Nous sommes en 2002, en juin plus précisément, il fait chaud, il fait lourd et c'est la fête du Cinéma. Pour 1.50 euros tu peux voir tous les films alors tu te dis qu'à ce tarif là autant faire un marathon et voir le maximum de trucs. Quand je dis "le maximum" ça veut bien entendu dire écumer tous les séances possible, dans tous les cinémas de la ville. L'amour du lard peut-être...
Toujours est-il que tu te retrouves dans la queue du multiplex prêt de chez toi à devoir choisir quel film voir. Consciencieusement tu as noté dans ton petit passeport "fête du cinéma" les films que tu as déjà vu, histoire de ne pas voir "Feu de Glace" une seconde fois, ça ferait tache pour ta réputation. "Samouraïs" un hommage à Jean-Pierre Melville ? Qu'importe, c'est 1,50 euros, alors tu prends sagement ton ticket. Tu rentres dans la salle et tu te retapes pour la 25 ème fois, en trois jours, la bande annonce de "Men In Black II", parait que ça sera le blockbuster incontournable de l'été 2002.

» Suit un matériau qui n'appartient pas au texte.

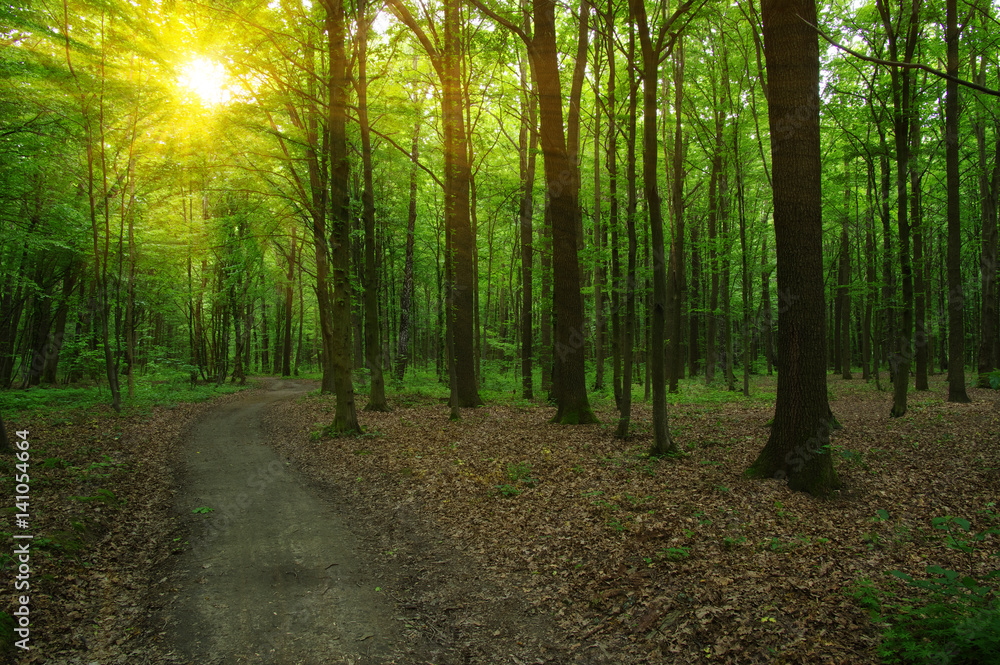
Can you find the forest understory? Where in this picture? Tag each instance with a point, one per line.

Mécaniquement, tes lèvres récitent toutes seules la pub pour les bonbons Haribo quand, enfin, le film se lance.
Avec effroi tu contemples un spectacle embarrassant, filmé n'importe comment, avec des japonais qui se tapent dessus dans des chiottes. Plus tard il y a les pires acteurs du monde qui récitent des dialogues affligeants. Juste après, une ridicule incarnation démoniaque enfante une nana dans son sommeil. Tu comprends rien, t'en as déjà raz-le cul et tu jettes un oeil à ta montre, avec le secret espoir que ça soit presque fini.

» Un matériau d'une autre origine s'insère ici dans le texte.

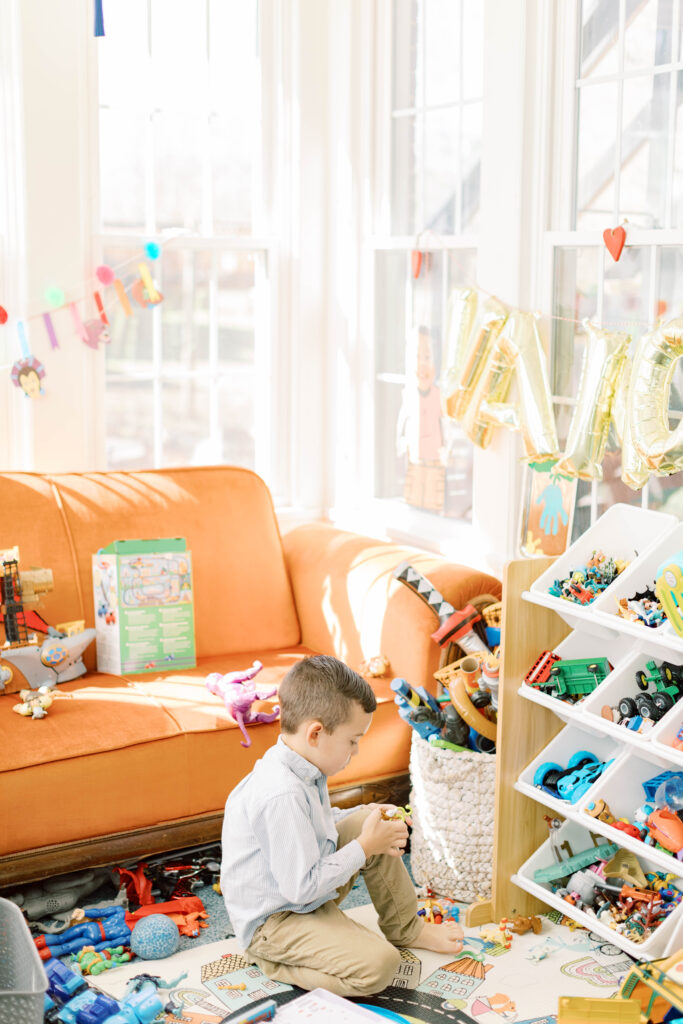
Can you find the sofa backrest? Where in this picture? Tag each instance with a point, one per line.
(243, 598)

Putain, ça fait même pas un quart d'heure !
Le poids d'une bonne éducation t'empêche de quitter la salle en déféquant sur le sol comme il se doit. Alors il ne te reste plus qu'à loger ta tête dans le creux de tes mains, en espérant que la douleur passe.
Le temps passe et tu t'aperçois que te cacher dans tes mains n'est pas très efficace.
Soudain, l'écran deviens noir, la salle reste plongée dans l'obscurité. Pendant un moment : le silence.
Incrédule, l'audience se demande ce qu'il se passe. Tu regardes autour de toi, tu hésites, après tout le film est tellement nul que ça pourrait être un énième choix débile de mise en scène. C'est alors qu'une porte s'ouvre. Dans la salle, pas dans le film. Un vigile, une lampe-torche à la main, t'informe que les plombs ont sauté et qu'il faut par conséquent évacuer.
Comme la manifestation d'une entité supérieure et miséricordieuse, un éclair avait frappé le Cinéma. Athée convaincu que tu es, c'est à ce moment là que, pour la première fois, tu doutes. Le sentiment d'avoir été sauvé t'envahi. Juste avant de quitter la salle le vigile te dit que tu peux te faire rembourser ta place, si tu veux.
UN PEU QUE TU VEUX TE FAIRE REMBOURSER TES 1,50 EUROS !
Un miracle ? Un appel ? Aujourd'hui encore tu ne sais pas très bien ce qu'il s'est passé dans ce Cinéma mais une chose est sûr : des merdes du calibre de "Samouraïs" tu n'en verras pas beaucoup d'autres dans ta vie.